Futricas à parte, a carola e demais paroquianos, estavam envolvidos com a organização da quermesse que começaria no dia seguinte. Para desapontamento geral, a igreja que tinha acabado de ser pintada na noite anterior, amanheceu toda pichada. D. Rosa não poupou munição, disparou seu AR15 verbal: - Isso é coisa de marginal!!! Deve ser filho de alguma quenga safada, que fica correndo atrás de homem e não educa esse maconheiro herege! Tem que ser preso, tomar uma surra de gato morto, até o gato miar!

O delegado foi se aproximando e recebeu logo sua bala perdida: - Mais a culpa é sua Sr. delegado!!! A polícia anda muito mole, esses desordeiros pintam e bordam, e não acontece nada! Vocês estão dormindo é? Se não tem competência, entregue o cargo!

Num misto de constrangimento e satisfação, o policial calou a desaforada, dizendo: - Já identificamos o delinqüente. A câmera da portaria do prédio ao lado, flagrou o seu filho fazendo a pichação.

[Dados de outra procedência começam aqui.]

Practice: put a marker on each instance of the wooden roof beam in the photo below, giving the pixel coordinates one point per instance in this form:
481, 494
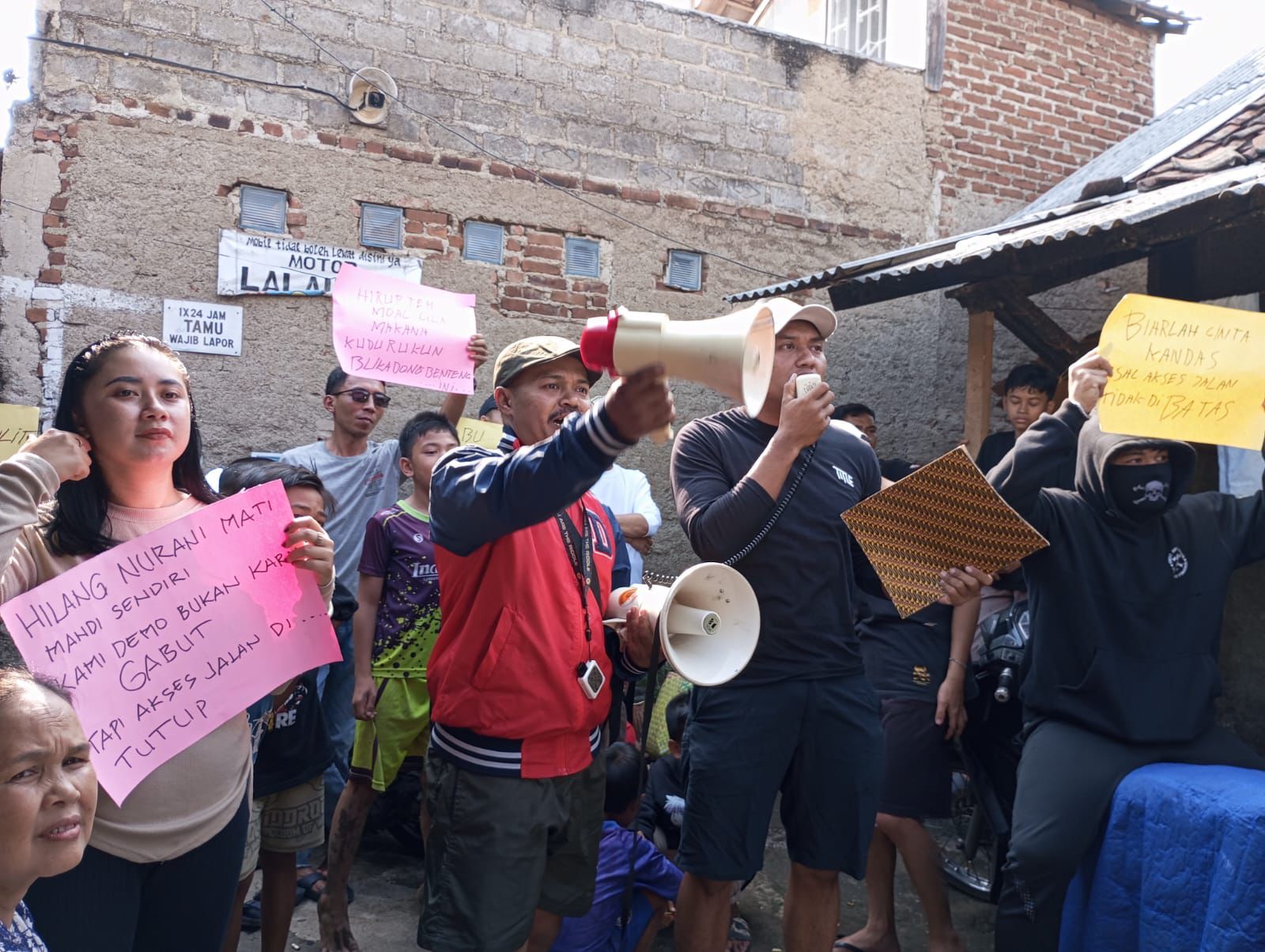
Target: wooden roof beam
1016, 312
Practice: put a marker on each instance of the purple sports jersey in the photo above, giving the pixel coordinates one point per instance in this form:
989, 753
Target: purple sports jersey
398, 549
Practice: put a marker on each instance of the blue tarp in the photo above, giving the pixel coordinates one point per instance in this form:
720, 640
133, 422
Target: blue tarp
1182, 866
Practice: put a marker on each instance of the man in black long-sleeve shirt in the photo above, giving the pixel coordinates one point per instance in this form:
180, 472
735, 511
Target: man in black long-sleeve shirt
1126, 615
801, 718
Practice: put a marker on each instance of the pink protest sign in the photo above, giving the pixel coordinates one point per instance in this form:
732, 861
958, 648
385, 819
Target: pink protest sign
166, 637
391, 330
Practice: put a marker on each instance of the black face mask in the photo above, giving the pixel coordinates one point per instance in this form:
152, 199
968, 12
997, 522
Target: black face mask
1140, 492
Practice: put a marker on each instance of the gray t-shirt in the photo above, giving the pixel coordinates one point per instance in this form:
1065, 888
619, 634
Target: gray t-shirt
361, 486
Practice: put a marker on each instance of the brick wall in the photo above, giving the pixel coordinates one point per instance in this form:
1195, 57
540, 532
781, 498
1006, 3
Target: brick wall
680, 130
1034, 89
638, 94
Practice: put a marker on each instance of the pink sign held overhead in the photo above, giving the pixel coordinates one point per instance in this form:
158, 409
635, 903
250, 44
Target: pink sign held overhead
168, 637
404, 333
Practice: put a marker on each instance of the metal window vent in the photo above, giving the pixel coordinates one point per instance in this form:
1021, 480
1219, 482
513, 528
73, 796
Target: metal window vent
583, 257
484, 242
685, 270
381, 225
262, 209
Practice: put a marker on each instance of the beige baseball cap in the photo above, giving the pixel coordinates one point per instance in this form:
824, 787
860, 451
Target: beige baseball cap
784, 311
531, 351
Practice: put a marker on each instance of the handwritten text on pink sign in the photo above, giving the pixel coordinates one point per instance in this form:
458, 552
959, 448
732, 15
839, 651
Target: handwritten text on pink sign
168, 637
391, 330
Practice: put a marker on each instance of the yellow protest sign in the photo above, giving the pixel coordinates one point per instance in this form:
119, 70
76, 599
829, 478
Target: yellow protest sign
478, 432
1184, 371
17, 425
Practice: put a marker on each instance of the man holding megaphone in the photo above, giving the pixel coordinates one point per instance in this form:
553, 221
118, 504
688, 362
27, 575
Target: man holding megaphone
801, 720
520, 674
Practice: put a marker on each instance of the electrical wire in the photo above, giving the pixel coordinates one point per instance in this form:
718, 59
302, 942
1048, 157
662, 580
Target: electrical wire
537, 176
158, 60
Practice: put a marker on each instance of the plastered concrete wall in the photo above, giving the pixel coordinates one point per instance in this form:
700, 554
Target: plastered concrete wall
775, 152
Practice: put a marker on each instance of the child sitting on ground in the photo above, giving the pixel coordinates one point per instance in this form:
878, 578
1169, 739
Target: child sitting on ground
655, 878
394, 632
664, 803
293, 747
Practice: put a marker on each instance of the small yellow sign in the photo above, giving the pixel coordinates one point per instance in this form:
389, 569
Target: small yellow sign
1184, 371
478, 432
17, 425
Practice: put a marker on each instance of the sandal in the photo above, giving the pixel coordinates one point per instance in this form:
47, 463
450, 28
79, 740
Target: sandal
307, 889
739, 935
252, 916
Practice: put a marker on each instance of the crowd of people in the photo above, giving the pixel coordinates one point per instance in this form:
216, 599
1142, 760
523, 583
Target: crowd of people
468, 608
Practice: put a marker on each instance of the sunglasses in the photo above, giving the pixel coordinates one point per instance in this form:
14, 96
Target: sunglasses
362, 396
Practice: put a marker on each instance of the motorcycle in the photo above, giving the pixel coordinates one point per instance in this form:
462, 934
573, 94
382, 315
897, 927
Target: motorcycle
974, 838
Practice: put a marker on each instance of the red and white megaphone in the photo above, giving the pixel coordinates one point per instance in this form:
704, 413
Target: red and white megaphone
731, 353
708, 621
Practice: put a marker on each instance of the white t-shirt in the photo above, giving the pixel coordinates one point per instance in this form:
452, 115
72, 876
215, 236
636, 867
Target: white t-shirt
626, 493
361, 486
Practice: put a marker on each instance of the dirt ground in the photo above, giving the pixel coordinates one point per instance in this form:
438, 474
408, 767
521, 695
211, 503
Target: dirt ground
385, 912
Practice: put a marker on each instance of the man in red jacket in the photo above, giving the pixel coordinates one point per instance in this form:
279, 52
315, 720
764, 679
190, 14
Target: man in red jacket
519, 678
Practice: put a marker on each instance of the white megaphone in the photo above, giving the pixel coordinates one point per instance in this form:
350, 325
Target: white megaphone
708, 621
733, 353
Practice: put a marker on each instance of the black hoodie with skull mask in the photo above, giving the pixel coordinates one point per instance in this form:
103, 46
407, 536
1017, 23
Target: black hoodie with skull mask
1126, 603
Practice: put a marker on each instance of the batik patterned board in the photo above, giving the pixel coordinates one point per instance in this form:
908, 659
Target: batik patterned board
942, 516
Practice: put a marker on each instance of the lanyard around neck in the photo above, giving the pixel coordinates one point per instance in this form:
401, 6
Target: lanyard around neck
582, 562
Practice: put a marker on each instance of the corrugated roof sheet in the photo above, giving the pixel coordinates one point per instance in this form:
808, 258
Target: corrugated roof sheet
957, 259
1165, 134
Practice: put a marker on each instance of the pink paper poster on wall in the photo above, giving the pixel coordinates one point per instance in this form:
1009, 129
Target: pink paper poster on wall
402, 332
168, 637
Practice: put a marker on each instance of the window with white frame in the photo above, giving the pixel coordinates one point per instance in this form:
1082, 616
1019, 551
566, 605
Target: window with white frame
381, 225
889, 31
685, 270
583, 257
485, 242
262, 209
858, 27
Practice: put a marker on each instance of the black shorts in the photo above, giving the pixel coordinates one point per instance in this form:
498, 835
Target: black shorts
503, 847
919, 768
816, 742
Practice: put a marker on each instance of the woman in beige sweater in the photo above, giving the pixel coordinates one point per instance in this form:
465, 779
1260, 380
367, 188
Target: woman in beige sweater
123, 459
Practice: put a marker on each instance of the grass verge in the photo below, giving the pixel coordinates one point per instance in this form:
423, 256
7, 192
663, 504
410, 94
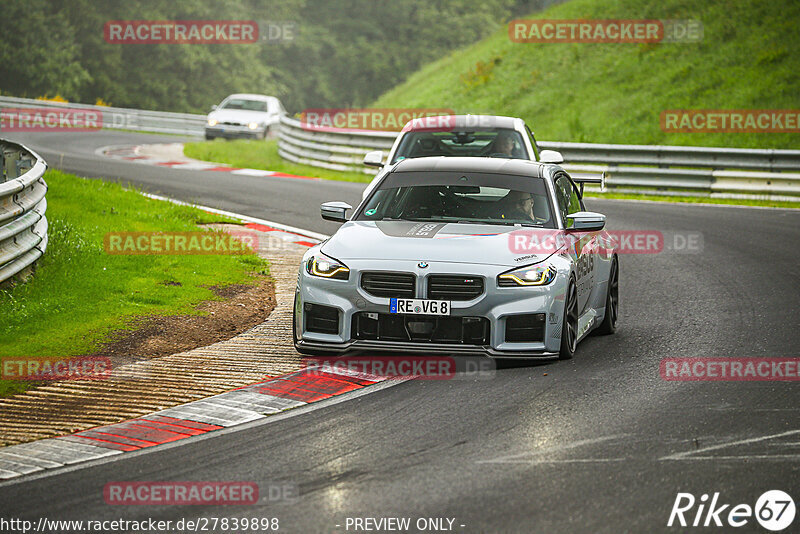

Desse dia em diante, a língua afiada foi guardada e a vida dos outros, passou a ocupar menos espaço da sua atenção, agora dedicada ao que acontecia na própria casa.

 
Algumas pessoas são assim. Não raro, escandalizam os outros e escondem suas mazelas. Não percebem, ou não querem perceber; que o dedo que aponta os erros alheios, dissimula muito mal, ostrês que se voltam para o acusador.